ミュージカル「9 to 5」2024年10月上演!2012年版を観て爆笑したので感想と魅力を語ります!

あの大人気ミュージカル『9 to 5』が2024年10月に日本で上演される。1980年にアメリカでミュージカル映画として制作され、いくつもの賞を勝ち取った本作。私は日本で2012年に上演された舞台版を観たが、あまりにオモロくて痛快で元気が出た。

それが12年の時を経て生まれ変わろうとしている。1980年のアメリカと2012年の日本で、人々の心をガシッと掴んだ物語が、2024年の私達に何を伝えるのか。

本記事では、あらすじと登場人物のご紹介、そして本作にメスを入れる気鋭の演出家、上田一豪さんについて語る。是非最後までお楽しみください。※ネタバレ注意です。

『9 to 5』あらすじ

登場人物(2012年上演版より)

口髭がトレードマーク、人でなし社長のフランクリン・ハート Jr.。絵にかいたようなパワハラ・セクハラ社長。連結会社(consolidated companies、親会社を持つ子会社ではあるが議決権が半分くらいある)の社長。

親会社の社長とか自分より偉い人にはゴマスリし、部下にはデカい態度という「最悪の上司」「もっとも上司にしたくない男」のお手本。

女性蔑視も甚だしく、能力があっても女性という理由だけで絶対に昇進させない。

こんな、私だったら1年もたないであろう会社の社長に苦しめられているヒロインが3人描かれる。
逃げずに復讐を果たし、会社の改革まで成し遂げた肝っ玉姐さんたちだ。若くて可愛い姉ちゃんではなく、ある程度の年齢と人生経験を積んだ女性たち。

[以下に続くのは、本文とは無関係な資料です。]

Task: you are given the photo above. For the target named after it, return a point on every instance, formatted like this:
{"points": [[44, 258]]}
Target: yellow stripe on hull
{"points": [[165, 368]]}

1人目のバイオレットは夫を亡くした身。結構大きな息子がいるシングルマザー。
社長フランクリンにこき使われている。
フランクリンが男尊女卑ゆえに自分より能力の低い男性社員が出世していくのを見ていることしかできない。
それでいてフランクリンにコーヒーを淹れるのはいつも彼女の役目。

バイオレット、いい子だから私にコーヒーを淹れてくれ。砂糖は無し、ダイエットシュガーを少々

これがいつものフランクリンの注文の仕方。

ドラリーはフランクリンの秘書。グラマラスな体つきでフランクリンからセクハラを受けているが、ちゃんと彼氏がいる。
映画版では2人がヤバイ関係にあると嘘の噂を流されていたらしい。
舞台版では、フランクリンはわざと机の上のペン立てを床に落とし、ドラリーが拾っているのを上から眺めて胸元を覗いたりしていた。
しかしドラリー、いざ迫られるとドSのプレイみたいなフリをして隙を突き、フランクリンを縛り上げてしまう。お見事。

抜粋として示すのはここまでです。